# taz.de -- Flüchtlingsdeal mit der EU: Türkei fordert baldige Visumfreiheit
       
       > Ankara macht Druck auf die EU, die Visumfreiheit für türkische Bürger
       > schnell umzusetzen. Wegen der Kölner Erdoğan-Demo wird der deutsche
       > Gesandte einbestellt.
       
 (IMG) Bild: Auffanglager für Flüchtlinge im türkischen Nizip (Archivbild)
       
       Berlin/Ankara dpa | Wegen neuer Drohungen der türkischen Regierung könnte
       das Flüchtlingsabkommen mit der EU auf der Kippe stehen. Außenminister
       Mevlüt Cavusoglu droht der Europäischen Union ultimativ mit der
       Aufkündigung des Pakts, wenn türkischen Reisenden nicht zügig Visumfreiheit
       gewährt wird.

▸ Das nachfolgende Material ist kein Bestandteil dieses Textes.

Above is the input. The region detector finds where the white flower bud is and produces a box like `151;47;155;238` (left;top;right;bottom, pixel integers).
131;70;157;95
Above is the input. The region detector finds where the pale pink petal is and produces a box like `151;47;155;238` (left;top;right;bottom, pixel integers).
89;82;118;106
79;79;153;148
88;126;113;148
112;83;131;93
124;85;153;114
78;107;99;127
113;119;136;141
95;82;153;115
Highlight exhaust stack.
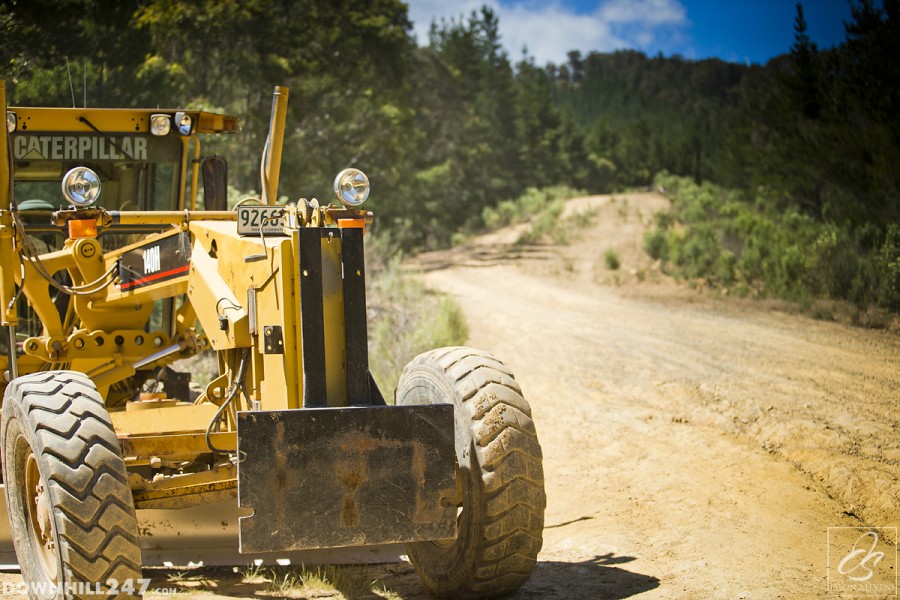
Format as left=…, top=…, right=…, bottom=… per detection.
left=262, top=86, right=289, bottom=205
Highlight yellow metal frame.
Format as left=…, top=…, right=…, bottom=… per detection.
left=8, top=107, right=239, bottom=135
left=1, top=81, right=17, bottom=325
left=0, top=83, right=368, bottom=504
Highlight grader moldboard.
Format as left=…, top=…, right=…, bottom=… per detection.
left=0, top=80, right=545, bottom=599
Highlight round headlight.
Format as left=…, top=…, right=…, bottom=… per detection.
left=175, top=111, right=193, bottom=135
left=333, top=168, right=370, bottom=207
left=150, top=114, right=172, bottom=136
left=6, top=112, right=16, bottom=133
left=62, top=167, right=101, bottom=208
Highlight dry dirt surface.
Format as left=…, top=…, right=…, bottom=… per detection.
left=411, top=192, right=900, bottom=600
left=0, top=193, right=897, bottom=600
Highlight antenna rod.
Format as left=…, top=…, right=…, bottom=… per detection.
left=65, top=57, right=76, bottom=108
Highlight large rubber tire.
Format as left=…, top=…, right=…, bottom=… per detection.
left=396, top=347, right=545, bottom=599
left=1, top=371, right=142, bottom=599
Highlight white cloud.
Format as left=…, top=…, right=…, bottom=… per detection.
left=406, top=0, right=485, bottom=43
left=597, top=0, right=687, bottom=26
left=501, top=3, right=629, bottom=61
left=405, top=0, right=691, bottom=66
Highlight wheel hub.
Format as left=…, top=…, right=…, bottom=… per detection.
left=24, top=452, right=58, bottom=581
left=34, top=483, right=53, bottom=548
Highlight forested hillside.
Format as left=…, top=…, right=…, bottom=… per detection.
left=2, top=0, right=898, bottom=310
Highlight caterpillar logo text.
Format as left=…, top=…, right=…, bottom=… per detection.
left=13, top=135, right=148, bottom=161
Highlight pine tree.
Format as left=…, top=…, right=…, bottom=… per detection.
left=789, top=2, right=821, bottom=119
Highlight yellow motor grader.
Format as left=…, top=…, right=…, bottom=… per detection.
left=0, top=80, right=545, bottom=599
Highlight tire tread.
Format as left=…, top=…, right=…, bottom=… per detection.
left=2, top=371, right=141, bottom=599
left=398, top=348, right=545, bottom=599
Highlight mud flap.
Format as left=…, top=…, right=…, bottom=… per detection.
left=237, top=405, right=457, bottom=553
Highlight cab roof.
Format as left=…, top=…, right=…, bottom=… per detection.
left=8, top=107, right=240, bottom=135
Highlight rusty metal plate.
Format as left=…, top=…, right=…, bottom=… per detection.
left=237, top=405, right=456, bottom=553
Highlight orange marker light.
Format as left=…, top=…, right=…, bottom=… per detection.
left=337, top=218, right=366, bottom=236
left=68, top=219, right=98, bottom=239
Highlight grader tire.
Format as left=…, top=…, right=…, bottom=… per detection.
left=396, top=347, right=545, bottom=599
left=1, top=371, right=142, bottom=599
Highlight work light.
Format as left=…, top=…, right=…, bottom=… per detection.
left=150, top=114, right=172, bottom=136
left=333, top=168, right=370, bottom=207
left=62, top=167, right=101, bottom=207
left=175, top=112, right=193, bottom=135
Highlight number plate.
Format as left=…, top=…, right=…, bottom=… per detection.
left=237, top=206, right=288, bottom=236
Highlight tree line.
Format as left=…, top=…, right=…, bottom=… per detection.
left=2, top=1, right=897, bottom=268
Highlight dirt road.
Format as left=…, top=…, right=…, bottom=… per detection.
left=1, top=193, right=896, bottom=599
left=412, top=193, right=899, bottom=599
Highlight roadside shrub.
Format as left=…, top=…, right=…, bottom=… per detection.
left=481, top=206, right=501, bottom=230
left=644, top=230, right=668, bottom=260
left=495, top=200, right=521, bottom=227
left=646, top=173, right=898, bottom=317
left=877, top=224, right=900, bottom=310
left=367, top=247, right=468, bottom=396
left=476, top=185, right=587, bottom=241
left=518, top=199, right=565, bottom=244
left=715, top=250, right=737, bottom=286
left=604, top=248, right=621, bottom=270
left=518, top=187, right=550, bottom=215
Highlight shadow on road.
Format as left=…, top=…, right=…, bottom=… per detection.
left=366, top=554, right=660, bottom=600
left=512, top=554, right=661, bottom=599
left=138, top=554, right=660, bottom=599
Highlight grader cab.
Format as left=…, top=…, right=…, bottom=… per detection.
left=0, top=81, right=545, bottom=599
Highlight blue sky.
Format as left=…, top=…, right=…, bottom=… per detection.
left=405, top=0, right=854, bottom=66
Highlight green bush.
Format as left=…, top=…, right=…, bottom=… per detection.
left=518, top=199, right=565, bottom=244
left=604, top=248, right=621, bottom=270
left=479, top=185, right=587, bottom=237
left=495, top=200, right=521, bottom=227
left=643, top=230, right=668, bottom=260
left=481, top=206, right=501, bottom=230
left=646, top=173, right=898, bottom=314
left=518, top=187, right=549, bottom=215
left=877, top=224, right=900, bottom=310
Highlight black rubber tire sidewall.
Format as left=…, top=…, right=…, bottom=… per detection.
left=396, top=347, right=545, bottom=599
left=397, top=355, right=483, bottom=593
left=1, top=371, right=142, bottom=600
left=3, top=412, right=62, bottom=599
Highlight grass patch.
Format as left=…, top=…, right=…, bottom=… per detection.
left=616, top=197, right=629, bottom=221
left=551, top=205, right=599, bottom=245
left=147, top=564, right=405, bottom=599
left=604, top=248, right=621, bottom=271
left=271, top=565, right=372, bottom=597
left=567, top=206, right=599, bottom=229
left=367, top=241, right=468, bottom=398
left=450, top=185, right=593, bottom=246
left=517, top=199, right=603, bottom=245
left=475, top=185, right=586, bottom=240
left=238, top=564, right=384, bottom=598
left=517, top=199, right=564, bottom=244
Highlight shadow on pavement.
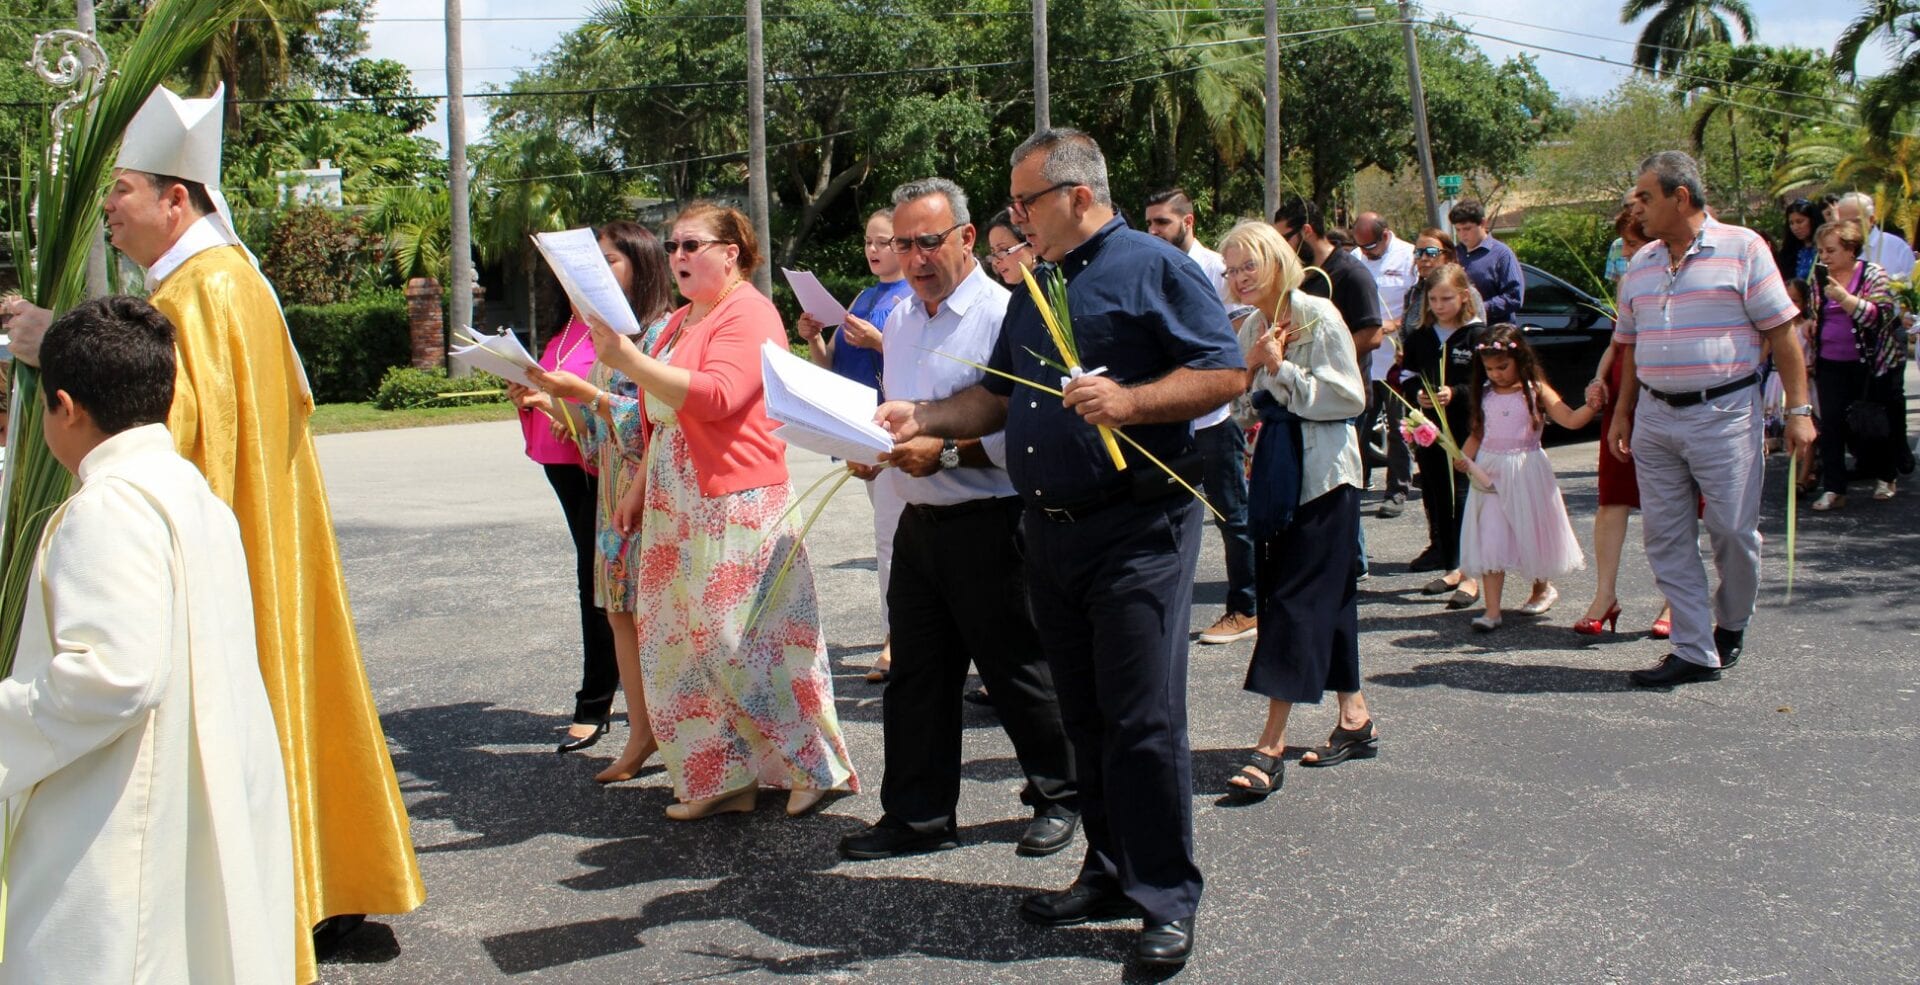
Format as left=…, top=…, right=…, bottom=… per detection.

Seine Regierung erwarte einen konkreten Termin.
       
       „Es kann Anfang oder Mitte Oktober sein – aber wir erwarten ein festes
       Datum“, sagte er der Frankfurter Allgemeinen Zeitung. „Wenn es nicht zu
       einer Visaliberalisierung kommt, werden wir gezwungen sein, vom
       Rücknahmeabkommen und der Vereinbarung vom 18. März Abstand zu nehmen.“
       
       Das Flüchtlingsabkommen hat – zusammen mit dem Bau des Grenzzauns in
       Mazedonien – dazu geführt, dass inzwischen deutlich weniger Migranten auf
       die griechischen Inseln übersetzen und sich über die nunmehr geschlossene
       Balkanroute Richtung Norden und vor allem nach Deutschland durchschlagen.
       
       Die Visumpflicht für türkische Staatsbürger sollte ursprünglich ab Juli
       aufgehoben werden. Dieser Termin hat sich aber verschoben, weil die Türkei
       noch nicht alle 72 Bedingungen erfüllt hat, darunter die Reform der
       türkischen Anti-Terror-Gesetze. Die EU will, dass sie so geändert werden,
       dass sie nicht gegen politische Gegner missbraucht werden können.
       
       ## Keine Drohung
       
       Die EU-Kommission reagierte reserviert und erklärte am Abend, man werde
       sich von den Drohungen aus Ankara nicht beeinflussen lassen. Die
       Visumfreiheit werde es nur geben, wenn alle Bedingungen erfüllt seien,
       sagte eine Sprecherin der Brüsseler Behörde. Aus der Kommission hieß es,
       Experten der Kommission stünden weiter bereit, um Ankara bei der Umsetzung
       zu unterstützen.
       
       Cavusoglu sagte der Zeitung, das Flüchtlingsabkommen funktioniere, weil die
       Türkei „sehr ernsthafte Maßnahmen“ ergriffen habe, unter anderem zur
       Bekämpfung der Menschenschmuggler. „Aber all das ist abhängig von der
       Aufhebung der Visumpflicht für unsere Bürger, die ebenfalls Gegenstand der
       Vereinbarung vom 18. März ist.“ Der Minister versicherte, dies solle keine
       Drohung sein.
       
       Im Zentrum des EU-Flüchtlingspaktes mit der Türkei steht ein Tauschhandel.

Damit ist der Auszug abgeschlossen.